To my foundation,
I remember the day I first met you. I walked into my local Sephora and there you were. You stood out in the crowd. Everyone had been telling me how great you were, and I knew I needed to have you. The first time we went out together, people complimented us, saying how good we looked together. I was addicted to the way you made me feel. I felt flawless when we were together.
I’m so grateful to you. You helped me get my confidence back. You transformed me from a girl that was self-conscious about the way she looked to a confident woman who knew how great she truly was. But because of that, I have to tell you– I don’t need you.
Don’t get me wrong, I still want us to go out together for special events and other adventures, but I have to let you know that I can’t be dependent on you anymore.
When we were first together, I found myself not being able to go anywhere without you.
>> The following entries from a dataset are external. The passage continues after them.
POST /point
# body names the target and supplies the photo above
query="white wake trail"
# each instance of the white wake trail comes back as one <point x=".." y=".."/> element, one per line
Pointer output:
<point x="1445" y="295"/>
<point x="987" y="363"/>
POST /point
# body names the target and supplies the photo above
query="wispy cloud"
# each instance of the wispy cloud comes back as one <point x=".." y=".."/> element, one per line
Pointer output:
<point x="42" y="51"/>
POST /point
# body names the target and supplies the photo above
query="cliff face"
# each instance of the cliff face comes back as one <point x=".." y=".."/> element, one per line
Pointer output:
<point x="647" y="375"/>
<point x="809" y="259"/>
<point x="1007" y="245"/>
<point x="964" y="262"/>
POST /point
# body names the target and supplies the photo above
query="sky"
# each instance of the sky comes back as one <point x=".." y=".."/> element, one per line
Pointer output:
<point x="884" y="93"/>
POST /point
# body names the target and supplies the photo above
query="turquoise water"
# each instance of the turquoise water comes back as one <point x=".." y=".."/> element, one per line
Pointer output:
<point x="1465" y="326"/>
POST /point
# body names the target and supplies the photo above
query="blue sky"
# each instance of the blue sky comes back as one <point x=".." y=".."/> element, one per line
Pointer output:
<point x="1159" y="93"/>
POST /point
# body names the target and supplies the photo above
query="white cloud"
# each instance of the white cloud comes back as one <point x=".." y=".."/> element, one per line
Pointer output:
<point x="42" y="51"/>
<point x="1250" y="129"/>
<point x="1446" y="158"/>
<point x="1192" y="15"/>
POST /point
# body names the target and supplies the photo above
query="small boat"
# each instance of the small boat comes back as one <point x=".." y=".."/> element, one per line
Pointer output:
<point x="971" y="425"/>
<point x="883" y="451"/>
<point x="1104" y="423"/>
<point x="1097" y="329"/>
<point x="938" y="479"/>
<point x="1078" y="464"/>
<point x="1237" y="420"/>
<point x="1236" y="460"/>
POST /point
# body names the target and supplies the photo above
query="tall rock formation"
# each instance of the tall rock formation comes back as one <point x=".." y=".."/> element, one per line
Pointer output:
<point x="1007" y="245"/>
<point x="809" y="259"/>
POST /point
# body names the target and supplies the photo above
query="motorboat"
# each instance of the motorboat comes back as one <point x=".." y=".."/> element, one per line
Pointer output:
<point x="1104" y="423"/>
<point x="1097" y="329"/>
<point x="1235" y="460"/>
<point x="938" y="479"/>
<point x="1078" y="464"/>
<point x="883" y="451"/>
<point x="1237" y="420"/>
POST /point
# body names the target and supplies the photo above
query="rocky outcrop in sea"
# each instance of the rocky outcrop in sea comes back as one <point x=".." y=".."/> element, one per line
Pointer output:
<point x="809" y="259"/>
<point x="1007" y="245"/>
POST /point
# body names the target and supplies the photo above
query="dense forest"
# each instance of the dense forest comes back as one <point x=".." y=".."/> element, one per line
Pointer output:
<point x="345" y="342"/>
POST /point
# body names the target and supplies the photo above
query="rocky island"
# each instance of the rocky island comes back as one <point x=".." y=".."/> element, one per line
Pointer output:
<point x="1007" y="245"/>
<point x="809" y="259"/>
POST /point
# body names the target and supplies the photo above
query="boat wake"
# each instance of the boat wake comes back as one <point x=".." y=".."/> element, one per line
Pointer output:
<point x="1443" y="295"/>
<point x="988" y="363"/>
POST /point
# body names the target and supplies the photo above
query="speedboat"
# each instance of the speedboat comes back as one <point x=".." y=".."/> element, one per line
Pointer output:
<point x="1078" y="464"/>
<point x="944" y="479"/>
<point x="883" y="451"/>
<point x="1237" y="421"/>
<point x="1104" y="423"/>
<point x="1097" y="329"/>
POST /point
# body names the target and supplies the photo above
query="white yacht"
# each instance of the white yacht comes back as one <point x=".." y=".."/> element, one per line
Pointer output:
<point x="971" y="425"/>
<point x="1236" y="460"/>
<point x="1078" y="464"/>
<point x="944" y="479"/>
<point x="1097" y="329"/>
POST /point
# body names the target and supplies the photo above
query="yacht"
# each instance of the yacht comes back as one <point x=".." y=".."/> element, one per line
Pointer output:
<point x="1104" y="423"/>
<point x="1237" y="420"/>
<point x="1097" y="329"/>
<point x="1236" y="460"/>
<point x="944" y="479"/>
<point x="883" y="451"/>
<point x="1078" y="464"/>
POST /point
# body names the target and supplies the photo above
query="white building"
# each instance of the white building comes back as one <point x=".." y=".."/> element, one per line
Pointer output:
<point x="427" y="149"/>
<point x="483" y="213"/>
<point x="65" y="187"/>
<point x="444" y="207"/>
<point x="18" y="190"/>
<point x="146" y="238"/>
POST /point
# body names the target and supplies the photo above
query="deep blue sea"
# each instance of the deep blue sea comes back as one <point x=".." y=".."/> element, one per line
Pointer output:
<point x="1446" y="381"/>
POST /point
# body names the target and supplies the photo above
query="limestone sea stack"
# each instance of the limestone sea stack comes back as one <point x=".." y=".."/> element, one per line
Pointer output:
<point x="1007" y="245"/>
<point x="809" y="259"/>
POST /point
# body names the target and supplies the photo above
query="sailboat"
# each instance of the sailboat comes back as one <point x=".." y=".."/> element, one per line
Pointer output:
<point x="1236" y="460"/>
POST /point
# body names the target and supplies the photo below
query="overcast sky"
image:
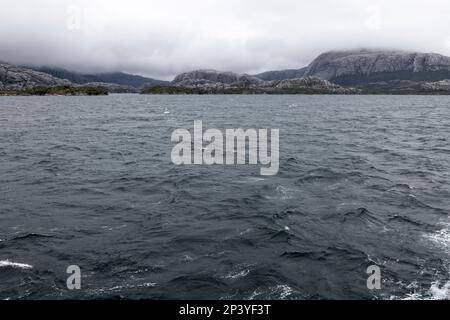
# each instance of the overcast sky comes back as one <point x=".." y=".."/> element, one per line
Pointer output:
<point x="166" y="37"/>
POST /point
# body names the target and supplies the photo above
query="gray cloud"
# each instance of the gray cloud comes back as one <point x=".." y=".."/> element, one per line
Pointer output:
<point x="163" y="38"/>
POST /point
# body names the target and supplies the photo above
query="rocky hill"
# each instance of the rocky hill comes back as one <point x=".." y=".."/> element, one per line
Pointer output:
<point x="360" y="67"/>
<point x="199" y="77"/>
<point x="215" y="82"/>
<point x="281" y="74"/>
<point x="118" y="78"/>
<point x="19" y="78"/>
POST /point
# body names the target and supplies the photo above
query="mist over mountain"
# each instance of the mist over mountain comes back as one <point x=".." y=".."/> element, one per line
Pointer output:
<point x="349" y="71"/>
<point x="363" y="66"/>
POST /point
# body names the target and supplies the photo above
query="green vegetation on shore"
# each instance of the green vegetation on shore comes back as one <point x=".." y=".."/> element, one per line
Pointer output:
<point x="54" y="91"/>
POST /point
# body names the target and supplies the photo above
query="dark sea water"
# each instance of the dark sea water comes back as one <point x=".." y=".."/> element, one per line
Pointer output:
<point x="88" y="181"/>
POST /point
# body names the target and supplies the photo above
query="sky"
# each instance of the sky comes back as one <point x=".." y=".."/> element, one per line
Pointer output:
<point x="164" y="38"/>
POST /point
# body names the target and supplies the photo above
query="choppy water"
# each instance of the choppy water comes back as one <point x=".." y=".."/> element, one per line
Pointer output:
<point x="88" y="181"/>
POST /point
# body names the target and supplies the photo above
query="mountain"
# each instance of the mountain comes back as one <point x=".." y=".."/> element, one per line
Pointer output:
<point x="281" y="74"/>
<point x="216" y="82"/>
<point x="119" y="78"/>
<point x="19" y="78"/>
<point x="362" y="67"/>
<point x="213" y="76"/>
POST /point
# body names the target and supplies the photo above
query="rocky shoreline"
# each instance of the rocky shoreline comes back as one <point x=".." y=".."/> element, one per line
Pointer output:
<point x="355" y="72"/>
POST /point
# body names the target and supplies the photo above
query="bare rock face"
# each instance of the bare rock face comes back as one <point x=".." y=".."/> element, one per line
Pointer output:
<point x="199" y="77"/>
<point x="338" y="64"/>
<point x="211" y="81"/>
<point x="310" y="83"/>
<point x="18" y="78"/>
<point x="443" y="85"/>
<point x="110" y="87"/>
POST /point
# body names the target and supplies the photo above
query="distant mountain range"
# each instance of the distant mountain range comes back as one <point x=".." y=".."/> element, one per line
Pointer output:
<point x="354" y="71"/>
<point x="119" y="78"/>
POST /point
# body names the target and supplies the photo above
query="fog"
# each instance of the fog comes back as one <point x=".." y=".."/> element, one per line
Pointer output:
<point x="163" y="38"/>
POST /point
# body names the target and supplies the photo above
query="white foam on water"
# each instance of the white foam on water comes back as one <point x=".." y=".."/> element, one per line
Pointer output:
<point x="438" y="290"/>
<point x="441" y="237"/>
<point x="7" y="263"/>
<point x="440" y="293"/>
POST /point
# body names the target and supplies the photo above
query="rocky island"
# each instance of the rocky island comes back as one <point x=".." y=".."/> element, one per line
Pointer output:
<point x="362" y="71"/>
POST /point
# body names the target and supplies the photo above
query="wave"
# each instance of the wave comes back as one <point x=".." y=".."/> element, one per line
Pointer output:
<point x="7" y="263"/>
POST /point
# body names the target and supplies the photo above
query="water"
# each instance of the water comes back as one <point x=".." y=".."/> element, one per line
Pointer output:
<point x="88" y="181"/>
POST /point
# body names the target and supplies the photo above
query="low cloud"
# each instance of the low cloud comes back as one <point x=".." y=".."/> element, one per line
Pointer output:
<point x="164" y="38"/>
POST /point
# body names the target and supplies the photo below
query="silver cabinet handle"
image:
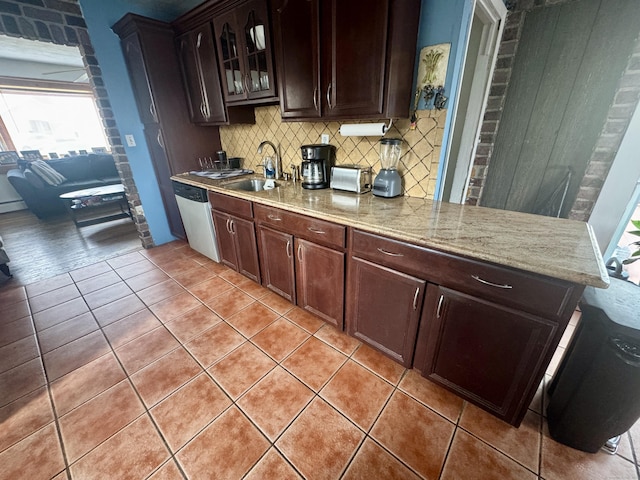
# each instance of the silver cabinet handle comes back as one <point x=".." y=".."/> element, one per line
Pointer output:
<point x="491" y="284"/>
<point x="391" y="254"/>
<point x="439" y="310"/>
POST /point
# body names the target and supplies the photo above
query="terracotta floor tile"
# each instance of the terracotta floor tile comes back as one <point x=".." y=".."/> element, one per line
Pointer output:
<point x="126" y="259"/>
<point x="357" y="393"/>
<point x="372" y="461"/>
<point x="89" y="271"/>
<point x="471" y="459"/>
<point x="277" y="303"/>
<point x="320" y="442"/>
<point x="60" y="313"/>
<point x="37" y="457"/>
<point x="48" y="285"/>
<point x="147" y="279"/>
<point x="136" y="268"/>
<point x="16" y="330"/>
<point x="21" y="380"/>
<point x="337" y="339"/>
<point x="275" y="401"/>
<point x="230" y="302"/>
<point x="74" y="354"/>
<point x="378" y="363"/>
<point x="118" y="309"/>
<point x="272" y="465"/>
<point x="159" y="292"/>
<point x="24" y="416"/>
<point x="215" y="343"/>
<point x="192" y="323"/>
<point x="188" y="410"/>
<point x="252" y="319"/>
<point x="173" y="307"/>
<point x="93" y="422"/>
<point x="168" y="471"/>
<point x="241" y="369"/>
<point x="434" y="396"/>
<point x="53" y="298"/>
<point x="230" y="446"/>
<point x="15" y="311"/>
<point x="99" y="281"/>
<point x="280" y="339"/>
<point x="522" y="444"/>
<point x="560" y="462"/>
<point x="146" y="349"/>
<point x="86" y="382"/>
<point x="134" y="452"/>
<point x="10" y="296"/>
<point x="18" y="352"/>
<point x="131" y="327"/>
<point x="67" y="331"/>
<point x="159" y="379"/>
<point x="414" y="434"/>
<point x="305" y="320"/>
<point x="107" y="295"/>
<point x="210" y="288"/>
<point x="314" y="363"/>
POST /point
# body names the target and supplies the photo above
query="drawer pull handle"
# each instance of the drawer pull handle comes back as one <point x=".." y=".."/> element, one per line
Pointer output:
<point x="491" y="284"/>
<point x="440" y="302"/>
<point x="391" y="254"/>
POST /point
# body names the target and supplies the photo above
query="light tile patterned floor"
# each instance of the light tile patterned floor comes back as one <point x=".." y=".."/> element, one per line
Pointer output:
<point x="162" y="364"/>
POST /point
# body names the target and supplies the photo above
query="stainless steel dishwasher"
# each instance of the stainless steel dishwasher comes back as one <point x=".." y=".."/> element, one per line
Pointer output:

If you weren’t with me, I couldn’t let anyone see me. I thought I was nothing without you. Without you, people could see all of my imperfections. With you, those imperfections were gone. I finally felt good about myself.
I started noticing that when I was with you, I stood a little taller and I smiled a little brighter. I was so happy with you and I wanted to feel like that all the time. One day, after you were gone for the night, I stared at myself in the mirror. There was a pimple here and hyperpigmentation there, but it was me. So I smiled.
I went behind your back and did that a couple of nights feeling guilty, but eventually the smiles came more easily. I saw myself for who I really was without you and I was happy. I’ve learned to love myself with and without you.
I have imperfections, but that’s what makes me who I am. I love my imperfections when you’re not there just as much as I love dressing you up with a smokey eye and bright red lips. I’ve seen who I am without you and I love that person. I love who you are and everything you’ve done for me, but at the end of the day I wash you all off. You can’t be with me 24-hours of the day.
So foundation, this is far from a breakup. I love you, but I can’t and won’t let myself depend on you anymore.